Other Revenue for the EU Budget – Status Quo and Potential
Margit Schratzenstaller, Philipp Heimberger, Veronika Kubeková, Margarita Sanz
As debates about the future of EU financing intensify, one previously overlooked category is receiving more attention: “Other revenue” — that is, funds arising from the EU’s regular activities, such as fines imposed on companies, interest earnings, refunds from EU programmes, revenues linked to the NGEU recovery instrument, or proceeds related to the immobilisation of Russian assets. These revenues make up only a small share of the EU budget but could play a greater role if traditional own resources come under pressure. The paper provides a systematic overview of definitions, categories, and long-term trends of these revenues. It also discusses options for how existing and potential new sources could be used to strengthen the EU’s financial autonomy.
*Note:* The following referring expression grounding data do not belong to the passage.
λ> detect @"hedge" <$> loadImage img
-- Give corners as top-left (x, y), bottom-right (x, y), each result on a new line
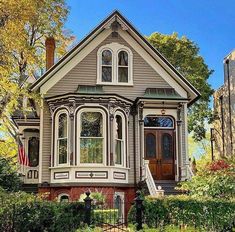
top-left (128, 195), bottom-right (235, 231)
top-left (93, 209), bottom-right (119, 224)
top-left (0, 191), bottom-right (85, 232)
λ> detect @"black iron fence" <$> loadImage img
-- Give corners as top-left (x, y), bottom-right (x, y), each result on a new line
top-left (1, 191), bottom-right (235, 231)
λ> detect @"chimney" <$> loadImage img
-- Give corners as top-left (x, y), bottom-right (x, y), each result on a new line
top-left (45, 37), bottom-right (55, 70)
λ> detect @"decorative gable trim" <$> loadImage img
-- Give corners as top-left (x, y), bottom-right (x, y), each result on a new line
top-left (30, 10), bottom-right (200, 105)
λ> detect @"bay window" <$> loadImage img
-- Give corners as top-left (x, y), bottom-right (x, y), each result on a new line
top-left (114, 112), bottom-right (125, 166)
top-left (78, 109), bottom-right (106, 164)
top-left (55, 111), bottom-right (69, 165)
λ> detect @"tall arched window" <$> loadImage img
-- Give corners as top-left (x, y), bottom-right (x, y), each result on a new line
top-left (55, 111), bottom-right (69, 165)
top-left (97, 43), bottom-right (133, 85)
top-left (118, 50), bottom-right (128, 83)
top-left (114, 112), bottom-right (126, 166)
top-left (78, 109), bottom-right (106, 164)
top-left (101, 49), bottom-right (112, 82)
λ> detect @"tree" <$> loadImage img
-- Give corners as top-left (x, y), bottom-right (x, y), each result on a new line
top-left (0, 0), bottom-right (74, 139)
top-left (147, 32), bottom-right (214, 141)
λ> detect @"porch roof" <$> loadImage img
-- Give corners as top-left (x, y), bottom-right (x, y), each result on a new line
top-left (144, 88), bottom-right (185, 99)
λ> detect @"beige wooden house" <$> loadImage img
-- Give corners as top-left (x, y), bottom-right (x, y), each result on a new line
top-left (13, 11), bottom-right (199, 202)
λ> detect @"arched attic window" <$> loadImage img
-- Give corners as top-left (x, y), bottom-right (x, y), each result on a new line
top-left (101, 49), bottom-right (113, 82)
top-left (118, 50), bottom-right (129, 83)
Capital and Labor Income Mobility
Marco Ranaldi, Joël Bühler, Roberto Iacono
How important is capital income for income mobility? The authors use comprehensive income registry data from Norway over 26 years to analyze the dynamics of intra-generational income mobility. The results are clear: Upward mobility is driven primarily by rising labor incomes (and joint upward movements of capital and labor). Downward mobility, by contrast, is driven mainly by falling capital incomes. The study develops a new conceptual framework and provides important empirical insights into the role of capital, labor, and “homoploutia” (high correlation of wage and capital income) in inequality dynamics — nationally and globally.
Price Shocks are Redistribution Shocks
Jesús Lara Jáuregui, Isabella M. Weber, Luiza Nassif Pires, Lucas Teixeira
Price changes are not neutral — they can significantly influence inequality. A new study by Isabella Weber and co-authors develops a new empirical framework that uses consumption-basket analyses to simulate how sectoral price shocks alter income distribution. Some sectors — energy, food and agriculture, health, chemicals, and partly wholesale and housing — have particularly strong effects: When prices rise in these sectors, the Gini coefficient increases markedly. The authors also show that these “inequality-relevant” sectors strongly overlap with the “inflation-relevant” ones. Their conclusion: Traditional monetary policy reaches its limits when confronted with supply-driven price shocks — sectoral price stabilization becomes essential.